The Malaria Journal has published a series of three papers authored by experts from ISGlobal, a centre supported by the "la Caixa" Banking Foundation, on the potential use of ivermectin to reduce malaria transmission. The series, published on World Malaria Day, will be accompanied by three commentaries: by Nobel laureate Satoshi Omura, who discovered ivermectin, and Andy Crump; by Pedro Alonso and Dirk Engels, directors of the WHO Global Malaria Programme and Control of Neglected Tropical Diseases, respectively; and by Frank Richards, from the Carter Center.
Ivermectin is an anti-parasitic medicine with an excellent safety profile that has been successfully used to treat worm infections such as onchocerciasis and lymphatic filariasis. It also kills arthropods feeding on a treated individual, including Anopheles mosquitoes that transmit malaria. This has led scientists to consider mass drug administration (MDA) with ivermectin as a potentially powerful tool to reduce malaria transmission. Importantly, it can kill mosquitoes that bite outdoors and before dusk (and therefore not targeted by the core vector control tools- indoor residual spraying and long-lasting insecticide nets), and possibly insecticide-resistant mosquitoes.

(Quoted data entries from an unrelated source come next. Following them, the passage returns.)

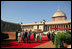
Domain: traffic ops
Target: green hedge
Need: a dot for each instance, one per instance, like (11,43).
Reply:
(60,37)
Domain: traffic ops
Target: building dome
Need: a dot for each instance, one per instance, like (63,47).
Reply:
(59,13)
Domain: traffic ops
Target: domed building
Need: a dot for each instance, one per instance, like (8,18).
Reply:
(59,16)
(59,20)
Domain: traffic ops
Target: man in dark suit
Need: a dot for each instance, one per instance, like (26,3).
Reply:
(16,34)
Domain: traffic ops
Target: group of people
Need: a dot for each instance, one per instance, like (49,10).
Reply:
(51,36)
(25,35)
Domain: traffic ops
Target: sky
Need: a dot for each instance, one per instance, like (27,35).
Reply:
(33,11)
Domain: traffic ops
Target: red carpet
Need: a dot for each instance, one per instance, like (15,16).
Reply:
(33,43)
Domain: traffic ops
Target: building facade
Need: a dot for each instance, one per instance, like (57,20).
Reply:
(59,20)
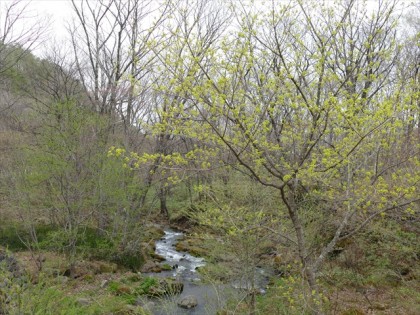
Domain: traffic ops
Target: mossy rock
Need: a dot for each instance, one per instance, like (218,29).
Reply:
(166,267)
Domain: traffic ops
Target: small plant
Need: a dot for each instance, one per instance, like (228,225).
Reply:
(145,286)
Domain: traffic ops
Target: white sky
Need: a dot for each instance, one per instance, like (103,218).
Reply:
(60,12)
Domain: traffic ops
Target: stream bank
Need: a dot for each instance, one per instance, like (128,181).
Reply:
(183,269)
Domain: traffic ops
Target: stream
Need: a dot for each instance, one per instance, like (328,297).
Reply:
(184,270)
(210,298)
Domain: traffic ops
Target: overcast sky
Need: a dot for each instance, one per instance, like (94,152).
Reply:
(59,11)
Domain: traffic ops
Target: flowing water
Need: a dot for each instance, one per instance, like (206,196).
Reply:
(210,298)
(184,270)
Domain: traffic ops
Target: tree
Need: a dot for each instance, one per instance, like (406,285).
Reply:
(304,98)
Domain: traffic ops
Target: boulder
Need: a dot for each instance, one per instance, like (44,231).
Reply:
(190,301)
(150,266)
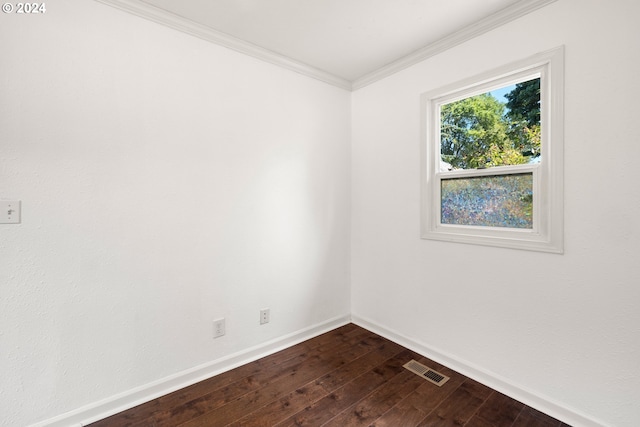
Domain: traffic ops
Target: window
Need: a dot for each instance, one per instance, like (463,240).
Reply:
(492,162)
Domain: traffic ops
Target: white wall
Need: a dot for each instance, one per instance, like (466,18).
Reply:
(565,328)
(165,182)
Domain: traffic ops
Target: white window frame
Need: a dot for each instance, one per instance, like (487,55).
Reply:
(547,232)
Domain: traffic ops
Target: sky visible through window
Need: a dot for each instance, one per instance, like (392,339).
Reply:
(479,133)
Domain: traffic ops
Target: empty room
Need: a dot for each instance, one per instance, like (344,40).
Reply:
(262,212)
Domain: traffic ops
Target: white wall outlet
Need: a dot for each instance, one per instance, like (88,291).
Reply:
(218,328)
(264,316)
(9,212)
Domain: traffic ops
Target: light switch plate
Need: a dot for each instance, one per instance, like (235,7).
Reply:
(9,212)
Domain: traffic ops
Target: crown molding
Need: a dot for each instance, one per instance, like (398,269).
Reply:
(163,17)
(485,25)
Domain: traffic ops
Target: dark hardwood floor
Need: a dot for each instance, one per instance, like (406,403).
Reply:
(346,377)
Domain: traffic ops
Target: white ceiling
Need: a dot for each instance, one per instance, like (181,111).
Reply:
(345,42)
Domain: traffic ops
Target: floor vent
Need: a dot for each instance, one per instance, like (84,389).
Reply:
(427,373)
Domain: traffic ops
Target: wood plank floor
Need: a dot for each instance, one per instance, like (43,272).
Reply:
(346,377)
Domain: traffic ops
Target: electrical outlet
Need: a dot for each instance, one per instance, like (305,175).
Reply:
(264,316)
(218,328)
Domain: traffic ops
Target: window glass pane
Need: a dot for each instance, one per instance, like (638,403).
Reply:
(497,128)
(490,201)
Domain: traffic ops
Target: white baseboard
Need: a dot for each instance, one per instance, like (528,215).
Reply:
(129,399)
(490,379)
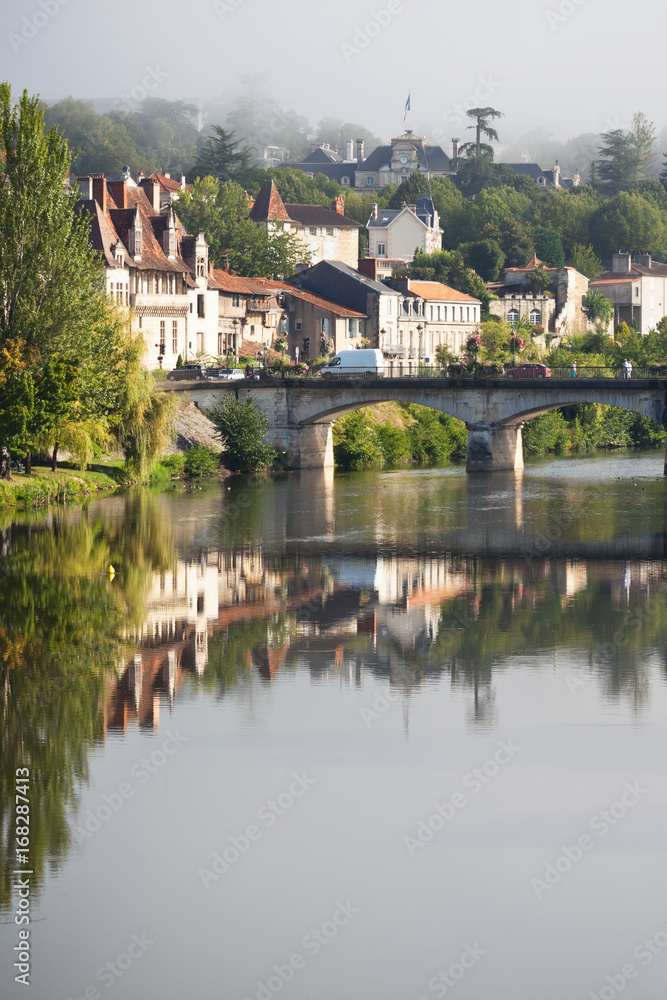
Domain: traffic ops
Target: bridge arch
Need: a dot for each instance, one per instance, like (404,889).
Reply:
(302,413)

Carlos Chaccour and Regina Rabinovich (also ExxonMobil Malaria Scholar at the Harvard T.H. Chan School of Public Health) have done an extensive evidence-based review supporting the use of ivermectin as a complement to vector control tools. In the first paper, co-authored with Felix Hammann from the University Hospital of Basel, they discuss the drug’s mode of action (it not only kills mosquitoes but also affects their flight and biting capacity) and underline the need to find the optimal dose and administration schemes that ensure efficacy and safety. The second paper argues that the use of ivermectin for malaria reduction will require a clinical trial program to determine the public health impact of its mass administration. Although a clinical trial in an area of high seasonal transmission would have the best value for early investment, ivermectin could also be useful in areas with high insecticide and antimalarial drug resistance. Furthermore, it could maximise the impact of elimination efforts such as the MALTEM project in Southern Mozambique supported by the “la Caixa” Foundation and the Bill & Melinda Gates Foundation. “In fact, the relatively short effect of ivermectin fits well in the context of intense, time-limited efforts aimed at elimination”, says Chaccour. “This could also limit the risk of resistance to the molecule”, he adds. The third paper identifies the main pending regulatory and policy issues for the use of ivermectin to reduce malaria transmission at a community level.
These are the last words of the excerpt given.